The Israel boycott resolution has two prongs: One would require the Coop to boycott Israeli-made products “until Israel complies with international law in its treatment of Palestinians.” It is paired with a measure to lower the voting threshold to pass boycott measures from a 75% supermajority to a simple 50% plus one majority.
This, some Coop members contend, is against the Coop’s fundamental ethos of cooperation and a machination to ensure the boycott passes.
One of the Coop’s co-founders, Joe Holtz, opposes the boycott. Holtz retired in 2025 after 50 years as the store’s general manager, one of its few paid roles, and is now hoping to step back into leadership — he is running for the Coop board because, as he wrote in his election statement, “the historic governance system is frankly not working well anymore.”
Other Coop4Unity members say the fight is about the Coop’s health. If members feel the Coop has become too political, longtime member Barbara Mazor said, they will leave, putting the Coop in danger of losing revenue and not meeting payroll.
“The question isn’t what you do think about BDS and what do you think about Israel-Palestine,” she said. “We’re fiduciaries!”
Others, including Alyce Barr — who joined the Coop at age 23 in 1978, just five years after its founding, and is a member of PSFC for Palestine — believe the opposite is true. Barr pointed out that the supermajority has only been required for boycotts since 2016, and arose as a reaction to previous debates over BDS. And, she said, the near-100% agreement on past boycotts was the result of an in-person voting requirement that meant only a small, motivated group was voting at all, hardly representing the entire membership.
“Saying that all the members agreed and that every other boycott was a supermajority and now all these people who support Palestine are making a new thing — it’s a bubbe meise, a lie.”
Tensions erupt
The Coop fight has spilled over into the larger community. On a recent Shabbat, Rabbi Rachel Timoner, a Coop members who leads Parks Slope’s large Reform synagogue, Congregation Beth Elohim, gave a sermon forcefully exhorting against the BDS resolutions, even as she repeatedly emphasized her own support for Palestinian rights and said some members might support the Coop’s boycott.
She asked attendees at the service to meet her after to discuss how to get out the vote against BDS, saying she will resign if the resolution passes, and predicted that many other Jewish members will too.

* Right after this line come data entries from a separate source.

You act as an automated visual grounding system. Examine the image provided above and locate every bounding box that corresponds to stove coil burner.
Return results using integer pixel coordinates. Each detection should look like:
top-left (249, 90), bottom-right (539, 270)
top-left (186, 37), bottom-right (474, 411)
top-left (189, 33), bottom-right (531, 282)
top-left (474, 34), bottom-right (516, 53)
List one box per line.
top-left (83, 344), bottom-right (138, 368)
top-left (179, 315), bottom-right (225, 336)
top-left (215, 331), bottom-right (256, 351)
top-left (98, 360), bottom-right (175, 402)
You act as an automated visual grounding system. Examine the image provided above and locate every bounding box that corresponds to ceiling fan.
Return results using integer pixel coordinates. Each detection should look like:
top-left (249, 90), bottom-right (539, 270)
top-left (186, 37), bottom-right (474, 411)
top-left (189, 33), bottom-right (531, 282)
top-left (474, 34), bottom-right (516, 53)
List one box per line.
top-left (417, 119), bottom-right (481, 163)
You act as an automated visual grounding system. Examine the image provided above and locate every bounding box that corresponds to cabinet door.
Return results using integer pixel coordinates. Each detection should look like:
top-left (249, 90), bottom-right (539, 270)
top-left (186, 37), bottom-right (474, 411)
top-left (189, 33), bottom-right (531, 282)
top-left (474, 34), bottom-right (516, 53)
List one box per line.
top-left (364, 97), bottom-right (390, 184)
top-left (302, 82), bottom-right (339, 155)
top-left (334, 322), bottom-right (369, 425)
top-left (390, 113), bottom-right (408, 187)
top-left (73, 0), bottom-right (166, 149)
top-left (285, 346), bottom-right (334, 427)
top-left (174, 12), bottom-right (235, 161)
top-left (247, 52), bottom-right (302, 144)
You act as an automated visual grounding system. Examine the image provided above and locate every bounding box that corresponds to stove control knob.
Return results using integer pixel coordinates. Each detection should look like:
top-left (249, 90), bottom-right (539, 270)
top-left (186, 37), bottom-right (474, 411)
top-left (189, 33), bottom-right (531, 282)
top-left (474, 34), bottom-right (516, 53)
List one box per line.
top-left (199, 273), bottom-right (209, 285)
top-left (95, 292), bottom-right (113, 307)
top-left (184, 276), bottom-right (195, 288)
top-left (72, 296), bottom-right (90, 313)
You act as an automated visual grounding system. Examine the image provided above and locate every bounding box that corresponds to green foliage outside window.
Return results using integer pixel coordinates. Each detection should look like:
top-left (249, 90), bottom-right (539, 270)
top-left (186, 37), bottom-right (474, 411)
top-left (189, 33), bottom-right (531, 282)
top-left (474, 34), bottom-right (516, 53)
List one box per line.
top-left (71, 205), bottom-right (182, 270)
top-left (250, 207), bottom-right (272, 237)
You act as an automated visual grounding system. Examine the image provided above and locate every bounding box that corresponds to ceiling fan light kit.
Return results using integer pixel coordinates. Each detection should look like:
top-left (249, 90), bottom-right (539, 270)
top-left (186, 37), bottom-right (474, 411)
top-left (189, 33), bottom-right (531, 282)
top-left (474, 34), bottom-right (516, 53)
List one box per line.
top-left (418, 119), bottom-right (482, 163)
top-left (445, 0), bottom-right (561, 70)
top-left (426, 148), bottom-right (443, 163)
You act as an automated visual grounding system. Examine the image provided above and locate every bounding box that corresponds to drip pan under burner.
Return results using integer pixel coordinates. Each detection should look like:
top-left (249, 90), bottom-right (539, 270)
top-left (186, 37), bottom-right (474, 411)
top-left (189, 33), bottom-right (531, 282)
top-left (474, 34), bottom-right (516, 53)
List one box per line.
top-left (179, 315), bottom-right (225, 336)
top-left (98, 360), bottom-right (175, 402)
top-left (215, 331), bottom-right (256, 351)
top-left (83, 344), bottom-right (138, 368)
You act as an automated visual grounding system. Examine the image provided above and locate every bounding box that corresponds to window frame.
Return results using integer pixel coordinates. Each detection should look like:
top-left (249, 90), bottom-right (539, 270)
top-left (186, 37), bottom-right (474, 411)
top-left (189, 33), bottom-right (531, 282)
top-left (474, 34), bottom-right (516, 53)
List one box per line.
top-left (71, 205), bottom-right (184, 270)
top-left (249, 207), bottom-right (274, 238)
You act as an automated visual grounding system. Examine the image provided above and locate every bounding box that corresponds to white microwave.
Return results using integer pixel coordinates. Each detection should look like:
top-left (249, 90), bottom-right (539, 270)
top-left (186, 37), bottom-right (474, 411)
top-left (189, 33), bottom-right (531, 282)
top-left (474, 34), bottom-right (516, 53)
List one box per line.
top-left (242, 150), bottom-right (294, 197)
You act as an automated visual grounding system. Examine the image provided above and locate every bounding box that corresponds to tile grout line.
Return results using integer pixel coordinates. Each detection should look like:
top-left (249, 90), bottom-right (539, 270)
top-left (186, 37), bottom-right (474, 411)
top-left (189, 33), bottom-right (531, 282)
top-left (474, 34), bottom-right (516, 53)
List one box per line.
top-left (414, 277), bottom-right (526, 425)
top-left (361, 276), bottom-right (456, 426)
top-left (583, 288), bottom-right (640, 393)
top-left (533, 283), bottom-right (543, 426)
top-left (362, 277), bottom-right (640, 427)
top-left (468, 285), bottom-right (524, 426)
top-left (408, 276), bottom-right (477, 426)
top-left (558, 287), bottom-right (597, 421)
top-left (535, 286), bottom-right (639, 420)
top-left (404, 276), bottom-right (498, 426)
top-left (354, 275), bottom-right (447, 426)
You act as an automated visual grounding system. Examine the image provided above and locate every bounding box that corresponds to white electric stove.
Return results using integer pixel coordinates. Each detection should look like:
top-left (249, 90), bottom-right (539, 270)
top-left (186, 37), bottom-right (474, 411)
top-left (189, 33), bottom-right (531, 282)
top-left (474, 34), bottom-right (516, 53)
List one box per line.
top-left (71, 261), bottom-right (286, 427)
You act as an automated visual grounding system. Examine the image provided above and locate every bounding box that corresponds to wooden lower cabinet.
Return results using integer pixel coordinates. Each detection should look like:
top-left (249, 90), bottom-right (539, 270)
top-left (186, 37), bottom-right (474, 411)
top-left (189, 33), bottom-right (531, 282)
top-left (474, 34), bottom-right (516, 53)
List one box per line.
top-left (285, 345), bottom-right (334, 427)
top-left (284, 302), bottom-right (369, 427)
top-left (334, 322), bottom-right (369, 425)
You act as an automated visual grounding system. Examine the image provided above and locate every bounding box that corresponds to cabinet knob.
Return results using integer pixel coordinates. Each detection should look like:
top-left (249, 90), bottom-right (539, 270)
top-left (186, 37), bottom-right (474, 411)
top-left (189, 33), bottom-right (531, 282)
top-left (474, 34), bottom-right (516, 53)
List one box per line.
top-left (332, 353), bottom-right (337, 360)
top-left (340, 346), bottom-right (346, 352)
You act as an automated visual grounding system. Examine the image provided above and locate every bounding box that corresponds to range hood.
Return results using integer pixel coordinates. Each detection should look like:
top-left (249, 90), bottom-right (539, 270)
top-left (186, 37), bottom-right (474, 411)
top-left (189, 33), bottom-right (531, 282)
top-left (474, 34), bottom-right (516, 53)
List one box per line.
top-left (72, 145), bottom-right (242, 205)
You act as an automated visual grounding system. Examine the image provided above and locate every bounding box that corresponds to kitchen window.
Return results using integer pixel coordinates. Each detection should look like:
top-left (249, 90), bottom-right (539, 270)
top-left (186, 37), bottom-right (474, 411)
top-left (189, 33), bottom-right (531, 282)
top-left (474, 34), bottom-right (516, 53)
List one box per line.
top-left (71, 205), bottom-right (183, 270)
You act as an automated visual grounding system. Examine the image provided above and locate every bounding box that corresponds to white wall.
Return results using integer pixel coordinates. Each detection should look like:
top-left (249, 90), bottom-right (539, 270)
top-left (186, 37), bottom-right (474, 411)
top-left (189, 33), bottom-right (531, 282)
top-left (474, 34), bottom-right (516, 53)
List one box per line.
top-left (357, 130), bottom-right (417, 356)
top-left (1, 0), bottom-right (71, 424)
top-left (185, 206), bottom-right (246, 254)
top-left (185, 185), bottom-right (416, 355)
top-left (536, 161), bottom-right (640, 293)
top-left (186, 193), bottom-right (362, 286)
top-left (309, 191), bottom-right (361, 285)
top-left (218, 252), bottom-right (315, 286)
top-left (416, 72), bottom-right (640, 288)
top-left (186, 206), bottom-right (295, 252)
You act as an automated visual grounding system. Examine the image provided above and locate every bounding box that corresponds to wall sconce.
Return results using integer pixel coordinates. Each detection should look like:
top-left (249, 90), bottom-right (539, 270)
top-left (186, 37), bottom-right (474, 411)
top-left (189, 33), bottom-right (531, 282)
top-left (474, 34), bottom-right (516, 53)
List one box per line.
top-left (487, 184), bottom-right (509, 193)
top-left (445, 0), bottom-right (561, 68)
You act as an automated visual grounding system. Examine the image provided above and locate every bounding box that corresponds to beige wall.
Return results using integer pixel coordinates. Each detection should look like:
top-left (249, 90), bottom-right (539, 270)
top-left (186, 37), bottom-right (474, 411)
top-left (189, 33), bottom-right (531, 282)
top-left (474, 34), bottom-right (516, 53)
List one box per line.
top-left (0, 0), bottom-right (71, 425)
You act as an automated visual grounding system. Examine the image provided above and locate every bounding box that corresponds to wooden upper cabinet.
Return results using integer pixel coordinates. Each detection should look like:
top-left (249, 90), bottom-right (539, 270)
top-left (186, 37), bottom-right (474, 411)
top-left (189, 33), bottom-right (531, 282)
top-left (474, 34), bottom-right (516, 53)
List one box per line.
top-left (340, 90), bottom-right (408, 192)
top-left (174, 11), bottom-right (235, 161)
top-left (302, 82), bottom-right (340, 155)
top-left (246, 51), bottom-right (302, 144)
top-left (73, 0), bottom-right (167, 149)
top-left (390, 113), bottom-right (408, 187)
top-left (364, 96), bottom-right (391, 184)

Timoner was struck by the “Jewish supremacism” comment, comparing it to Nazi rhetoric.
“Why is this petty, annoying fight in our neighborhood grocery store worth so much time and effort?” she said in her sermon. “Because it is part of something much larger. In the end it is about antisemitism. A real and rising threat which ultimately carries existential danger both for Jews and every society in which it takes hold.”
Barr called the rabbi’s remarks “fearmongering.” As for the rhetoric of Jewish supremacy, Barr referred me to a statement on the term put out by Jewish Voice for Peace, which defines the term narrowly as the belief that “Jews are superior to other groups, in this case Palestinians,” and refers to its promulgation by far-right Jewish groups like the Jewish Defense League, founded by Meir Kahane.
As a Jew — one who grew up in the Borscht Belt in a town where a cross was burned on the borders — Barr said she does not see how something being sold, or not sold, at the Coop would make her unsafe. She said that she has felt upset for years at seeing Israeli products on the shelves, yet hasn’t quit over an issue in nearly 50 years of membership.
“We can have a conscience, we can disagree,” Barr said. “One way or another, we can go on and be a Coop.”